Cons: Hammy performances, butchered screenplay, cheesy score, the list goes on...
The Bottom Line: The novel itself is lowbrow porn masqueraded as Victorian literature. This G-rated film adaptation does nothing to convey Brontë's vision.
When it comes to butchered adaptations of literary masterpieces, years from now, I’m bound to think of William Wyler’s 1939 film Wuthering Heights. Though this movie garnered eight Oscar nominations, including Best Screenplay for Ben Hecht and Charles MacArthur, it represents possibly the worst example of what can happen to beloved novels when they go through the Hollywood machine.
Emily Brontë must have been rolling over in her grave when this Samuel Goldwyn produced piece of work came out. And it’s not like at that time, 1939, Vincent Fleming didn’t make a 4-hour in length and in color film based on a classic novel named Gone in the Wind. Wuthering Heights has no excuse whatsoever for being as poor as it is.
Most are already aware that Wyler’s film concludes at approximately the end of Chapter 15. What some of them might not be wise to, is that in addition to that, a number of other liberties have been taken in bringing Brontë’s book to the big screen. But let’s stick to it ending at just about the halfway point of the book. At the beginning of Chapter 16, a slew of new characters, known as the second generation, are introduced. Here, they’re completely excised.
Hecht and MacArthur stripped Brontë’s epic love story down to its bare essential characters and plot. What was one of the most brilliantly nuanced and complex romance ever written in the English language has been changed in the film to nothing more than puppy love to the next level. It’s a cheesy romance with an unbearably, forcefully manipulative score by Alfred Newman.
There aren’t even plot developments in this movie; there are arbitrary to those who haven’t read the book contrivances. Heathcliff and Catherine don’t have a love for the ages either, 160 pages in the novel is unforgivably condensed into 103 minutes. The two don’t even seem like real people.
Laurence Olivier and Merle Oberon’s hammy performances do nothing to deter from the fact that these characters are thinly written caricatures. If that’s how the leads how are depicted, what little semblances of humanity do you think the supporting players possess?

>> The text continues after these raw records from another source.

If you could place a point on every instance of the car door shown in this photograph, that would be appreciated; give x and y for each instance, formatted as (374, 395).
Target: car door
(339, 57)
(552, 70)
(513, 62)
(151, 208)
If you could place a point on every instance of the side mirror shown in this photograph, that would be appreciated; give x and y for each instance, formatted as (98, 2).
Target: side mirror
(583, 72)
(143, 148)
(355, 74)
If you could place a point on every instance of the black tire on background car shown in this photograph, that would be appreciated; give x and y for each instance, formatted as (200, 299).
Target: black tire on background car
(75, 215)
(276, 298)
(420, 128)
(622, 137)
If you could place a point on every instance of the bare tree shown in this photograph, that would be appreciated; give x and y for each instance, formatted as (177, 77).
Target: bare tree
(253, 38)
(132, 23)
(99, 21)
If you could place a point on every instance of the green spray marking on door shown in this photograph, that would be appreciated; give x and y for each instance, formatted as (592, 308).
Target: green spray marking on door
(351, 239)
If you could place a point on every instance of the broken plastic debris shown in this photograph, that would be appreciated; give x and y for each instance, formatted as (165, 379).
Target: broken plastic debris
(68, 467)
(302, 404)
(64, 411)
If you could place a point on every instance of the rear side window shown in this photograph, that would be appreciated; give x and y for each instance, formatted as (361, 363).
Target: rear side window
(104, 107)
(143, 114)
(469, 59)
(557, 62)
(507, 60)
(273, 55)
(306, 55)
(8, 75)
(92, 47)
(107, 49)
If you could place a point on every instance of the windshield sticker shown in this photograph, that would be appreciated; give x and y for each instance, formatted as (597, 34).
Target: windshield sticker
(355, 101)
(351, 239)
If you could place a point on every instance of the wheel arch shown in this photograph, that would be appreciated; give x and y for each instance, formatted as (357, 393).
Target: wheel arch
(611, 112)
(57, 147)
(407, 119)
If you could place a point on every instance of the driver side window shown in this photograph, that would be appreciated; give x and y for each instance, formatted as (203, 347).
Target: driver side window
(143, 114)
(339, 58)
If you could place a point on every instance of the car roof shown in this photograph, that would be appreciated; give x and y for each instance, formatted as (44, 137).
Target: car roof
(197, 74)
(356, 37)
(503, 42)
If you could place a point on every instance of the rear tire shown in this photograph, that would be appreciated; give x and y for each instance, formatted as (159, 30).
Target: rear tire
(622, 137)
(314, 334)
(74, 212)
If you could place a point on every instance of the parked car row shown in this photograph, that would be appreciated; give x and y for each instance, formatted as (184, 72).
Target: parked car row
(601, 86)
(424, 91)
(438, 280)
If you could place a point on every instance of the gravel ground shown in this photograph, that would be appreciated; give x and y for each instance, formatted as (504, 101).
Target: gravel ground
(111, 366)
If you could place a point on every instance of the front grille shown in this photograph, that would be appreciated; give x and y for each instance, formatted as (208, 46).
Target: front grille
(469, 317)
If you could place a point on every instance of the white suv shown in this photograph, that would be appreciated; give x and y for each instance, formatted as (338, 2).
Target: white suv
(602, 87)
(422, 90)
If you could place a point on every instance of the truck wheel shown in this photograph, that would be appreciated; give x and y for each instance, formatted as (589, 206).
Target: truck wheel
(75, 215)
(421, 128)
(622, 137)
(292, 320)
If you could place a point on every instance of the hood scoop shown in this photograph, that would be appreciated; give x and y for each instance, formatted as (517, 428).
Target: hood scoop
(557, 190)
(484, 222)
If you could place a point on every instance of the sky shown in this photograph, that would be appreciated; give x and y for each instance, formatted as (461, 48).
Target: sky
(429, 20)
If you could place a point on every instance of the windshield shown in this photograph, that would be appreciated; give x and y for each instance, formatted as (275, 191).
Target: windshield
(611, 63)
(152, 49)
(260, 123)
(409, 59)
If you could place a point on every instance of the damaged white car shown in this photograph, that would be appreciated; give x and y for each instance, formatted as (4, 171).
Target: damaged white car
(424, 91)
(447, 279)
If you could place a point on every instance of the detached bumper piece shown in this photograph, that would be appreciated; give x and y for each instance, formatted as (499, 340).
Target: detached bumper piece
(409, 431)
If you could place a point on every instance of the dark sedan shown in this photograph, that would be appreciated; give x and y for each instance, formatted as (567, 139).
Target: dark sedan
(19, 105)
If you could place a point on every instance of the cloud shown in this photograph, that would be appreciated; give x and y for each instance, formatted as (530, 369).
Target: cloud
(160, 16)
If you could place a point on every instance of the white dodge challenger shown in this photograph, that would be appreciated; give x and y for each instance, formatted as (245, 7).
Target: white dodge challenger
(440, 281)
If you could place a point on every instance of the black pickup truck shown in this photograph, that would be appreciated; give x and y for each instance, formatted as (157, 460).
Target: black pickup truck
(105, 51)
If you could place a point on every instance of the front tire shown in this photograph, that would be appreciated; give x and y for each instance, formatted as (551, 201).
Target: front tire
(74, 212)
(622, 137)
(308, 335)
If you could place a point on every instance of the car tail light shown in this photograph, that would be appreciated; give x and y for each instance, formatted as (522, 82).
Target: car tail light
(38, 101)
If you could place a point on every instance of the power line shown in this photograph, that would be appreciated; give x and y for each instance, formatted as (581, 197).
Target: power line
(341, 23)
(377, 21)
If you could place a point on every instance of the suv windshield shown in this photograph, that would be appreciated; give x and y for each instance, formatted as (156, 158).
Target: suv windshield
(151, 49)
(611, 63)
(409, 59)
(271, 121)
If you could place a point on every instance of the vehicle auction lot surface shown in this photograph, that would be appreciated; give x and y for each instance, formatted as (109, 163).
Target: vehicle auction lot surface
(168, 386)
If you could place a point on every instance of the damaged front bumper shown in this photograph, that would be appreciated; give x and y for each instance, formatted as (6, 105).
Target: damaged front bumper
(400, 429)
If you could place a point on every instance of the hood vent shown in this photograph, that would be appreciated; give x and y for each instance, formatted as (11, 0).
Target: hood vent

If one character in the novel could’ve been expurgated for the filmed adaptation, it could’ve been Lockwood. He’s the annoying narrator, made all the more irritating by Miles Mander the few minutes he is unnecessarily in this movie.
When critics talk about Alfred Hitchcock’s Psycho they say its one flaw is the “psychiatric blather” (Roger Ebert) explaining Norman’s condition. When a shot-by-shot remake of the film was announced in 1998, there was nary a soul who didn’t balk at the mere idea. If there was one thing that director Gus Van Sant could’ve done to validate his decision to make the film, it would’ve been to correct Hitchcock’s one mistake.
If the creative team behind the movie Wuthering Heights were making a bowdlerization that would have Emily Brontë clawing at her coffin no matter what, the one thing they could’ve done to validate cutting the novel to hell was cut Lockwood out.
It’s not surprising that neither Van Sant nor Wyler did the one thing they could’ve done to improve upon their respective originals.
Wuthering Heights is one of those old Hollywood films that looks, sounds, feels, and totally and completely comes off as stilted. It betrays the intentions of the author to the point where I feel I need to file a lawsuit upon her behalf.